VDOT has a goal of no more than 18% of state highways be labeled "deficient". But the reality right now, is 20.1% of Interstate pavement is rated deficient. 24.3% of primary pavement is deficient. And 31.1% of secondary pavement is deficient, according to VDOT figures.
So to make the highways safer, it takes money - as in, $709 million next year alone. Problem is VDOT only could budget $318 million.
"We obviously are not meeting, particularly our paving demands, in the secondary system. This is probably, I'm gonna say, the coming crisis for us," Connaughton said.
There would've been more money, but VDOT went $183 million over-budget clearing snow last winter. Connaughton told the Senate Finance Committee that the federal government won't be reimbursing most of that, which led to a sarcastic remark about raising Virginia's low gas tax, currently about 20 cents per gallon.
"So, a penny and a half, which definitely would be noticed by everybody, would solve this problem in an instant? Is what you're telling me?" asked Sen. Dick Saslaw, D-Fairfax.
"No, that's what you told me, sir!" Connaughton said, with a chuckle.
Without that additional source of money, VDOT must generate it a different way or trim spending; a fork in the road...that already, is crumbling.
VDOT also is moving forward with plans to install a toll at the North Carolina border. Money from that would, in theory, pay for at least some highway maintenance needs.

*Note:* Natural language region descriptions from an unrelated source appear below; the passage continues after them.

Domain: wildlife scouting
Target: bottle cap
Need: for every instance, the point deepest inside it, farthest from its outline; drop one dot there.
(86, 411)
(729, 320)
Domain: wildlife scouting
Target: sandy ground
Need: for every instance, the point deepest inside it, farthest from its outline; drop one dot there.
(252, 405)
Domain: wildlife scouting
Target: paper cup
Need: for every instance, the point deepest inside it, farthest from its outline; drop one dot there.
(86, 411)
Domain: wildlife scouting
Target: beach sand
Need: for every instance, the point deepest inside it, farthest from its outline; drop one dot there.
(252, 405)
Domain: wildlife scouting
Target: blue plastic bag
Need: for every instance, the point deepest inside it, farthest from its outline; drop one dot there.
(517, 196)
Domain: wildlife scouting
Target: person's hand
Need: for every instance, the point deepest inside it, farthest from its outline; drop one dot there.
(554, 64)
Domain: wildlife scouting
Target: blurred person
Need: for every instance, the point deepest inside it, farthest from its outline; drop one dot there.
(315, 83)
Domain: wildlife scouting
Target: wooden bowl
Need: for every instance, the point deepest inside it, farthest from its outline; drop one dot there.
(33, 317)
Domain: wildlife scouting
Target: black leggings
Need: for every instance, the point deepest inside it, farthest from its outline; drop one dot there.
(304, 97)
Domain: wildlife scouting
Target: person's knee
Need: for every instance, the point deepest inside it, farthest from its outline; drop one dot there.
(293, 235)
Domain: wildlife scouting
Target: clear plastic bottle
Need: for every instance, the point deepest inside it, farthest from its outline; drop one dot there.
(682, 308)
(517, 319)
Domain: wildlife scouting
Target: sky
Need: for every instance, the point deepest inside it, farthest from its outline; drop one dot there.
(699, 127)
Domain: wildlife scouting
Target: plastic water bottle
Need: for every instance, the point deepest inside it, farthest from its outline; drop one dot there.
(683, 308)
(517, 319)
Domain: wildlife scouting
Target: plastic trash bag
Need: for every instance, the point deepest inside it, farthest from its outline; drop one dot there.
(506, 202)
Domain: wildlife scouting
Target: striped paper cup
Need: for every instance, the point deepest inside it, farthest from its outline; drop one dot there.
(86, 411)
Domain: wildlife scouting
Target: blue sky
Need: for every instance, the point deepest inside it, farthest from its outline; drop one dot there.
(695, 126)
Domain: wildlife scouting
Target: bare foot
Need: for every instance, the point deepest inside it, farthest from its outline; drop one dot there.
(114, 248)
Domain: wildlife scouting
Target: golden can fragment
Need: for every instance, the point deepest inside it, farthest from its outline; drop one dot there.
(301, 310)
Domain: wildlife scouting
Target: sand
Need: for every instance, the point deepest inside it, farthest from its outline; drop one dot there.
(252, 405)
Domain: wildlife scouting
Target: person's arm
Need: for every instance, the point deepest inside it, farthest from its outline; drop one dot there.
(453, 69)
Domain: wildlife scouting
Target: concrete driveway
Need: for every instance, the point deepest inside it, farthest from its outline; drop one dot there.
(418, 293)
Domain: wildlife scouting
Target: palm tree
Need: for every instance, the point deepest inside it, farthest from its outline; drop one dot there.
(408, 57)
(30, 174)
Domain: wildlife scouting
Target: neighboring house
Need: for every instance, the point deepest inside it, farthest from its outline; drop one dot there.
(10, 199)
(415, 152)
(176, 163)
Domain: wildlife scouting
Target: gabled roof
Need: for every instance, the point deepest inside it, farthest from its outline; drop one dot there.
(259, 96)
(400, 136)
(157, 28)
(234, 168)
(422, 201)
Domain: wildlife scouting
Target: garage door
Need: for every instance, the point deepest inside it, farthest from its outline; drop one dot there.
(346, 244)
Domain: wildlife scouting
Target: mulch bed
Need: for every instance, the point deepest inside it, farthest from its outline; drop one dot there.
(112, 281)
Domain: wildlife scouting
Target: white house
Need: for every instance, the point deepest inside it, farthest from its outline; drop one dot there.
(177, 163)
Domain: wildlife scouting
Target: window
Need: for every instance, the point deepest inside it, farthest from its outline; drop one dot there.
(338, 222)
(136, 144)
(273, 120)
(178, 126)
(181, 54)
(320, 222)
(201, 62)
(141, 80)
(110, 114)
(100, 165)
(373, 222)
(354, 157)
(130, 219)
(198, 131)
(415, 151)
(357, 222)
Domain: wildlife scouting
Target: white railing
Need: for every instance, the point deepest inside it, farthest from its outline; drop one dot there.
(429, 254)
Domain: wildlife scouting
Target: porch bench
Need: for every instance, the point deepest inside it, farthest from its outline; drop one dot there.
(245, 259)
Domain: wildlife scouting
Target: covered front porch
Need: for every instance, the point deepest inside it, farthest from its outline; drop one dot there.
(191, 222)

Earlier in the Senate Finance Committee meeting, education leaders said Virginia is nearing an "affordability crisis" when it comes to college. Costs for in-state and out-of-state students are going up between 7 and 13%...tacking on hundreds of dollars per semester.
Leaders for Virginia Commonwealth University and Virginia's Community Colleges urged lawmakers to consider more aid for higher education in the coming years.